WELL, things have gotten worse. Hooray!
A relative passed last week. No visitations. No funeral. Nothing. This whole thing is so... His very elderly wife is now in the hospital with the virus. AND two other very close relatives of ours have now been highly exposed to the virus as they had been attending to the relative who is now being hospitalized after the passing of her husband. There really are no words. It was brought into the home by health care workers, not that you can really blame anyone as far as this crazy, unheard of, wildfire is concerned. Now it's just a waiting game; a hoping and praying and keeping our heads up waiting game.
(We have not been exposed to any of those individuals, as we've been following all of the darn rules. To clarify we are not actually concerned for ourselves. I've been following the data. I've been looking at the numbers. We're very healthy and our chance of getting incredibly ill from this virus is incredibly minimal, however, my husband and I both working in direct contact with hundreds/ thousands of individuals, we don't want to carry any of these nasty germs to anyone we know)
So now I will do my regular thing, what I'm prone to always doing when I visit blogland. I will attempt to list good things, to talk myself out of going completely batty. I will look at the good in the world, or at least the good that's directly outside my window.

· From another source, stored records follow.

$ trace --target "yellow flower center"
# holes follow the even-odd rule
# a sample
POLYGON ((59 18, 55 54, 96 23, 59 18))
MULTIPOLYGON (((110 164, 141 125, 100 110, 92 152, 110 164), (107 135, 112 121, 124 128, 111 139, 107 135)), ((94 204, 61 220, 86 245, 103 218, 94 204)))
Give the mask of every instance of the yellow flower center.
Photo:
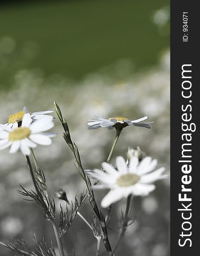
POLYGON ((129 186, 137 183, 140 179, 140 177, 136 174, 128 173, 119 177, 116 182, 120 186, 129 186))
POLYGON ((117 122, 119 122, 120 121, 124 121, 125 120, 127 120, 127 119, 129 120, 129 118, 126 118, 126 117, 122 117, 121 116, 116 116, 116 117, 110 117, 110 118, 109 118, 109 120, 111 120, 111 119, 113 119, 113 118, 116 119, 117 122))
POLYGON ((24 115, 24 111, 22 110, 19 112, 12 114, 9 116, 9 123, 14 123, 22 120, 24 115))
POLYGON ((23 140, 28 138, 31 134, 31 130, 27 127, 19 127, 9 134, 9 140, 11 141, 23 140))

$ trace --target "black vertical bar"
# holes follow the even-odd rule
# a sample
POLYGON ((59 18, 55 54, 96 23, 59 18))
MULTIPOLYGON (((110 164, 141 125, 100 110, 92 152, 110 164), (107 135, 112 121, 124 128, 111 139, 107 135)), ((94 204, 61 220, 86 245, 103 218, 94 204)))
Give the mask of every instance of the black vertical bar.
POLYGON ((200 139, 197 123, 200 118, 200 84, 197 46, 200 44, 197 38, 200 15, 197 3, 198 1, 186 0, 171 2, 171 255, 175 256, 199 253, 200 169, 197 161, 200 157, 200 139), (183 70, 186 72, 182 74, 183 70), (189 130, 190 128, 193 131, 189 130), (183 148, 191 151, 184 151, 183 148), (191 189, 191 191, 184 191, 184 188, 191 189))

1.) My current mental state, and the anxiousness of Party pup, has encouraged me to take
regular long brisk walks everyday. Sometimes I take the kiddos, sometimes it's just me and the pup, but boy oh boy have I gotten the miles in. I walked about 20 miles last week alone. Not only is this fantastic for my health but my son has been getting extra exercise. He probably got 8 to 10 miles in last week. My dog is getting good exposure to walking on his leash and working his energy out. We've all been getting a good deal of sun exposure (Vitamin D) and fresh air. Win. Win. Win!
2.) I get to supply toilet paper to my loved ones. This is weird right? But in all honesty our store has toilet paper in stock just about every day, generally it's only on the shelf for 30 to 90 minutes and then we're out of stock until the next shipment arrives. I have taken a break early in the morning on several occasions to purchase a package of toilet paper for people close to me who are in need. In what universe would one ever think it'd be a gesture of kindness to supply a friend or family member with toilet paper? Well folks, it's the year 2020 and giving people toilet paper has been one of the highlights of my life.

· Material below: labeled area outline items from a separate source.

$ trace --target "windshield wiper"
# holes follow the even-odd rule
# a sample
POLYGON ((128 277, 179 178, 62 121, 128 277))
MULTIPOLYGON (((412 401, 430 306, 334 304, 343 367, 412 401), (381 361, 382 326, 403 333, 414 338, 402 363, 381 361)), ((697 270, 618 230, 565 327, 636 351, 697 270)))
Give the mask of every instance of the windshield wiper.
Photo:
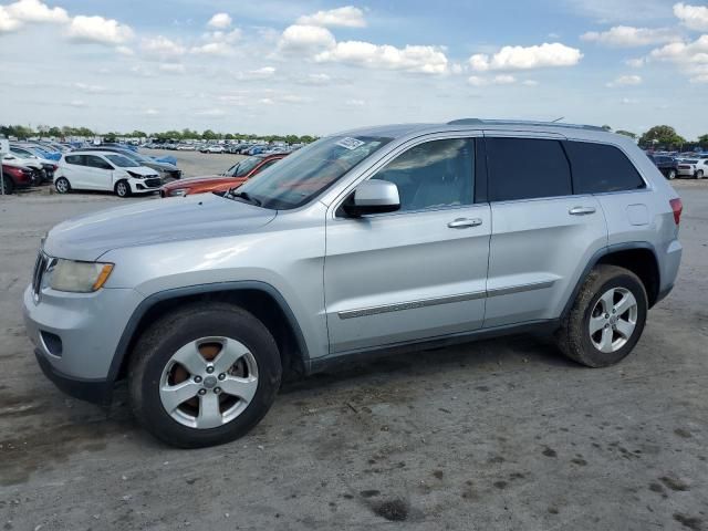
POLYGON ((248 191, 233 191, 233 188, 231 188, 229 190, 228 197, 237 197, 239 199, 244 199, 247 202, 256 205, 257 207, 261 206, 261 201, 256 199, 254 197, 249 196, 248 191))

3.) In reality I am home almost no more than I had ever been, aside from when I used to take the kids for an outing or run to my moms for a few hours, my time home is virtually the same. I don't have all this extra time for hobbies and tasks and sprucing up the house and yard (which honestly I envy others a little in this regard) but my husband and I are getting a sort of hazard pay. They're calling it thank-you pay but lets be honest, its hazard pay. Our store has given everyone the opportunity to take a voluntary leave of absence, to stay safe, to stay healthy, and on many accounts to get away from the madness. You cannot legally collect unemployment on the leave but at least you can shelter in place without any repercussions to your employment. We've both opted out of the leave and in doing so we get to endure the crazy every day, BUT we have extra income now too. So, in a long winded complaining sort of way that's my "little bit of good" point three.
Hazard pay.
4.) My husband and I haven't murdered each other yet. I'll just leave that there.

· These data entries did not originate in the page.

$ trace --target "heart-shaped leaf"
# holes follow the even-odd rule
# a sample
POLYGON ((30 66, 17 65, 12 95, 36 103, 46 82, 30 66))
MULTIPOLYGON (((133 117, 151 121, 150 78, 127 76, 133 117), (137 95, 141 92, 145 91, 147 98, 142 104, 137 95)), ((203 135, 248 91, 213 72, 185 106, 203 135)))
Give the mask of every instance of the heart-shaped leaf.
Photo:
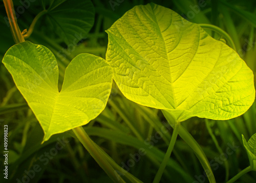
POLYGON ((65 43, 75 44, 85 38, 93 26, 94 7, 91 0, 43 1, 49 6, 46 16, 65 43))
POLYGON ((136 6, 106 32, 106 60, 133 101, 181 122, 234 118, 254 101, 252 72, 237 53, 170 9, 136 6))
POLYGON ((110 94, 111 68, 93 55, 72 60, 60 92, 57 61, 48 48, 22 42, 7 51, 3 62, 42 126, 44 141, 89 123, 103 110, 110 94))
POLYGON ((242 138, 244 146, 247 152, 250 165, 253 170, 256 171, 256 133, 251 136, 248 143, 243 134, 242 138))

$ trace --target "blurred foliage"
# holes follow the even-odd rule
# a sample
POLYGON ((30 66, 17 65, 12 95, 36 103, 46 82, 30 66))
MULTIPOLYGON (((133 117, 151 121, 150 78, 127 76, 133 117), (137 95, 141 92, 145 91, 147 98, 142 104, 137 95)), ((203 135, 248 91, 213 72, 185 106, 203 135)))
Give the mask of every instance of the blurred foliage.
MULTIPOLYGON (((22 31, 28 29, 34 17, 43 10, 41 1, 14 0, 13 2, 22 31), (25 2, 29 2, 29 6, 26 5, 27 8, 20 4, 25 2)), ((191 22, 211 24, 227 32, 235 43, 238 53, 255 76, 256 1, 253 0, 93 0, 96 12, 94 24, 88 35, 78 36, 78 43, 66 44, 63 38, 54 33, 54 27, 44 16, 37 22, 27 40, 47 47, 55 54, 60 70, 60 87, 65 69, 73 58, 81 53, 89 53, 104 58, 108 42, 104 31, 134 6, 150 2, 170 8, 191 22)), ((14 42, 2 2, 0 10, 2 60, 14 42)), ((218 34, 206 31, 216 39, 225 41, 218 34)), ((29 178, 30 182, 112 182, 71 131, 54 135, 41 144, 42 130, 2 62, 0 85, 0 128, 2 129, 0 136, 4 135, 4 125, 8 125, 10 151, 9 178, 6 181, 2 176, 1 182, 17 182, 16 178, 23 181, 23 177, 27 175, 26 171, 29 174, 35 165, 38 165, 41 170, 33 176, 30 174, 33 177, 29 178), (60 140, 63 148, 56 153, 52 149, 60 140)), ((182 123, 203 148, 212 165, 218 182, 226 181, 226 172, 229 179, 249 166, 242 134, 248 141, 256 132, 255 114, 254 102, 244 115, 230 120, 206 122, 204 119, 193 118, 182 123)), ((129 101, 115 83, 106 108, 84 128, 118 165, 144 182, 153 181, 172 131, 161 111, 129 101), (161 137, 160 132, 162 134, 161 137), (150 148, 153 146, 147 145, 153 145, 154 148, 150 148), (145 155, 140 155, 139 159, 133 158, 142 147, 148 148, 145 155)), ((1 147, 3 147, 3 143, 1 141, 1 147)), ((4 159, 2 157, 1 160, 4 159)), ((0 163, 3 165, 3 162, 0 163)), ((249 172, 237 182, 255 182, 255 180, 256 173, 249 172)), ((208 182, 197 157, 178 137, 161 181, 191 182, 194 180, 208 182)), ((26 181, 25 178, 24 182, 26 181)))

5.) In my heart of hearts I think I will have a greater appreciation for many things when this is over. I like taking my kiddos to the playground but I truly believe we'll go a bit more often after all of this. If you started out with me on this blog journey you know that I DO NOT stock up on anything. It's just not a part of me. I think I will have some extra items in our pantry from now on. Not a lot. I am far from a hoarder but at least two weeks worth of non perishable items and some batteries. I'd say that's a good lesson to have learned. I truly hope to schedule a few extra visits each year with friends and relatives that I don't see often. We hardly visit my dad which in reality would only take a little extra effort to remedy. You know how you have friends that live so close by but you see them maybe once a year? I think I'll make more of an effort.
That concludes my random brainstorm for this gorgeously sunny Sunday in May.
We've already had our morning two mile walk and will most likely get a second one in this evening. One step at a time. One day at a time. This too shall pass.